Script to parse a single sample VCF file and determine gene knockouts
- Introduction
- Features
- Prerequisites
- Installation
- Usage
- How It Works
- Output
- Running Tests
- Troubleshooting
- Contributing
- License
The VCF Gene Knockout Parser is a Python script designed to analyze Variant Call Format (VCF) files from whole genome sequencing data. It identifies potential gene knockouts by examining genetic variants and their predicted effects on gene function. This tool is particularly useful for researchers and clinicians working in genetics and genomics who need to quickly identify potentially significant mutations in large genomic datasets.
- Processes VCF files to identify potential gene knockouts
- Utilizes the Ensembl Variant Effect Predictor (VEP) for comprehensive variant annotation
- Handles multiple alternative alleles
- Distinguishes between heterozygous and homozygous knockouts
- Processes VCF files in batches by chromosome to optimize performance and memory usage
- Includes basic unit tests for core functions
Before you begin, ensure you have the following installed on your system:
- Python 3.6 or higher
- pip (Python package installer)
- git (for cloning the repository)
- Perl (required for VEP installation)
-
Clone the repository:
git clone https://github.com/getovahit/VCFknockoutparser.git cd vcf-gene-knockout-parser -
Create a virtual environment (optional but recommended):
python -m venv venv source venv/bin/activate # On Windows, use `venv\Scripts\activate` -
Install required Python packages:
pip install pyvcf requests -
Install Ensembl VEP:
- Follow the official VEP installation guide: VEP Installation
- Basic steps (may vary based on your system):
git clone https://github.com/Ensembl/ensembl-vep.git cd ensembl-vep perl INSTALL.pl - During the VEP installation, you'll be prompted to install cache files. Install the cache for the human genome (and any other species you're interested in).
- Ensure that the
vepcommand is accessible from your system's PATH.
-
Download necessary VEP cache files:
- The cache files contain pre-computed variant effect predictions and are essential for VEP to run efficiently.

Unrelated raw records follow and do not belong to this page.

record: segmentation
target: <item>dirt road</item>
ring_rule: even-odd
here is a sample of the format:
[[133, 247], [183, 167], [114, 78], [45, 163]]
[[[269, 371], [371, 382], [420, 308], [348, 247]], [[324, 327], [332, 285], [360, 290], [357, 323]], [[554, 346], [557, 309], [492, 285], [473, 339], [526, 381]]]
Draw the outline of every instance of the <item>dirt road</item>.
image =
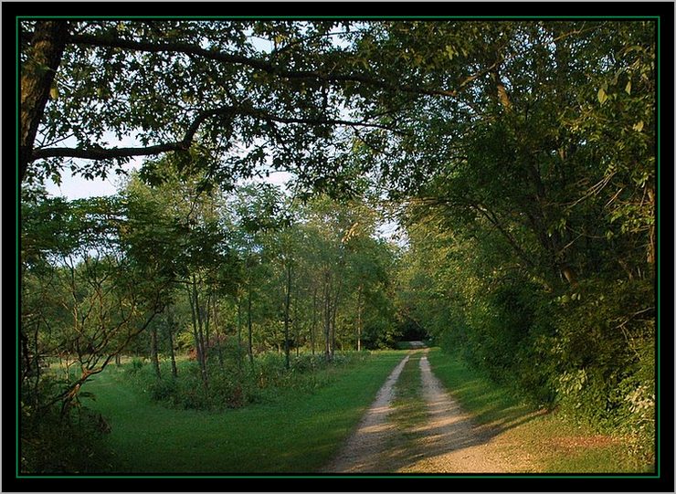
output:
[[[427, 352], [428, 349], [422, 351]], [[409, 430], [393, 424], [389, 420], [393, 389], [409, 357], [410, 353], [392, 372], [356, 431], [323, 472], [533, 471], [525, 452], [510, 444], [499, 431], [472, 422], [432, 373], [425, 355], [419, 365], [428, 419]]]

- Download the cache for the human genome (or other relevant species) as guided by the VEP installation process.
To run the VCF Gene Knockout Parser:
python vcf_gene_knockout_parser.py path/to/your/input.vcf
Replace path/to/your/input.vcf with the path to your VCF file.

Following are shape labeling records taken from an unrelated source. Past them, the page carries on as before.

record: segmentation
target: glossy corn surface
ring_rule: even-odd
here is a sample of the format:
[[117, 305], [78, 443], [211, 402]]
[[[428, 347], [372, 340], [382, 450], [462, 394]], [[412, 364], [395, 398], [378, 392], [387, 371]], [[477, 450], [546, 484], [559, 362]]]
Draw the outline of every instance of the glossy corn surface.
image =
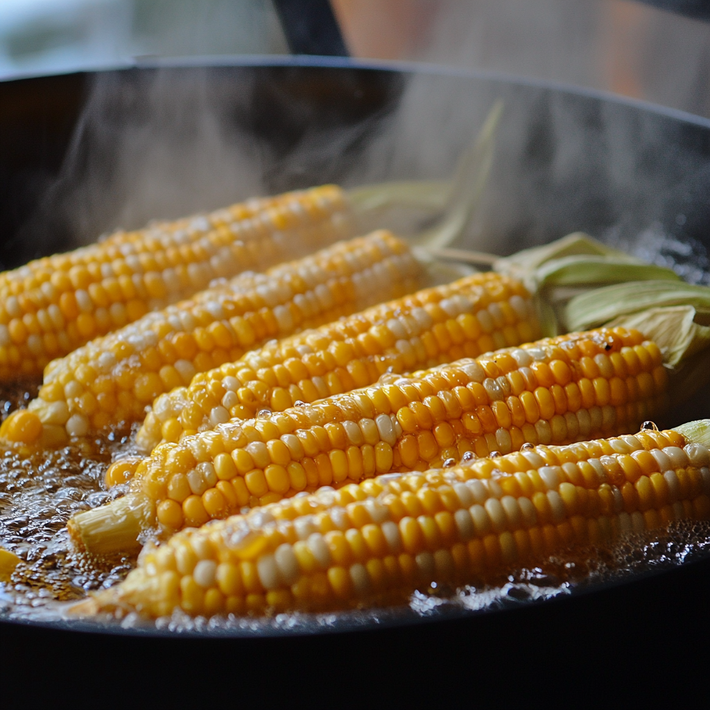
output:
[[[39, 417], [48, 443], [140, 421], [146, 405], [189, 384], [197, 373], [268, 340], [411, 293], [422, 276], [406, 243], [386, 231], [263, 274], [241, 274], [55, 360], [29, 411]], [[11, 419], [3, 433], [12, 438], [19, 431]]]
[[[150, 501], [148, 526], [197, 527], [322, 486], [635, 431], [667, 384], [658, 348], [638, 332], [548, 339], [162, 444], [131, 495]], [[72, 519], [84, 547], [104, 542], [83, 532], [102, 510]]]
[[214, 428], [262, 410], [281, 412], [415, 370], [538, 337], [530, 296], [517, 281], [476, 274], [371, 308], [312, 332], [269, 343], [198, 375], [158, 398], [137, 443]]
[[539, 445], [282, 501], [146, 547], [92, 610], [347, 608], [485, 580], [627, 531], [710, 517], [710, 454], [673, 430]]
[[326, 185], [120, 233], [0, 274], [0, 381], [36, 377], [97, 336], [206, 288], [351, 236]]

- The script first splits the input VCF file into separate files by chromosome.
- For each chromosome file: a. It runs VEP to annotate the variants. b. It processes the VEP output to identify potential knockouts based on variant consequences. c. It determines zygosity (heterozygous vs. homozygous) for each potential knockout.

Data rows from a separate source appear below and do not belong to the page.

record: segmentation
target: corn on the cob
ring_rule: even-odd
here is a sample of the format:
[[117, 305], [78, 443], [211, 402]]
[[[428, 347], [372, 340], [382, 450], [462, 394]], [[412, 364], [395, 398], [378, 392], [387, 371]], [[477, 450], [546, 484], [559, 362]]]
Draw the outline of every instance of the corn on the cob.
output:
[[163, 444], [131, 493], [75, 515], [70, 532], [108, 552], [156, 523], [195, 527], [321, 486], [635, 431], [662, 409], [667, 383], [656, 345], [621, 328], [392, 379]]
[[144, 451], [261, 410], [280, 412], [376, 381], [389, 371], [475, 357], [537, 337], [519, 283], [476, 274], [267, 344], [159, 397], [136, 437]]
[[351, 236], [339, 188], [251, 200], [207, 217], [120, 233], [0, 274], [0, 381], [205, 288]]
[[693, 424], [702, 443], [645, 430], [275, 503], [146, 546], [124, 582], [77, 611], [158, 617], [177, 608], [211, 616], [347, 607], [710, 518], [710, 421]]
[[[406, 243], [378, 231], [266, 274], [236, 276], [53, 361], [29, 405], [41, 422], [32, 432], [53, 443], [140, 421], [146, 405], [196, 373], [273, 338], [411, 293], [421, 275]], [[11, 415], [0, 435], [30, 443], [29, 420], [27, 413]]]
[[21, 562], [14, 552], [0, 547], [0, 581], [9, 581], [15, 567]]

- Results from all chromosomes are combined and summarized.
- The script outputs a list of all potential gene knockouts and a separate list of homozygous knockouts.
The script provides two main outputs:
- A list of all potential gene knockouts, including both heterozygous and homozygous variants.
- A list of homozygous gene knockouts, which are more likely to result in complete loss of gene function.
For each gene, the output includes the gene symbol and the associated variant(s) that may cause a knockout.
To run the unit tests:
python vcf_gene_knockout_parser.py test
This will execute the basic unit tests for the core functions of the script.
- If you encounter a "command not found" error for VEP, ensure that it's correctly installed and added to your system's PATH.
- For memory issues with large VCF files, try processing chromosomes individually by modifying the script to accept a chromosome number as an input parameter.
- If you're having issues with VEP annotations, check that you've downloaded the appropriate cache files for your genome build.
Contributions to improve the VCF Gene Knockout Parser are welcome. Please feel free to submit pull requests or open issues to discuss potential improvements.
[Specify your chosen license here, e.g., MIT, GPL, etc.]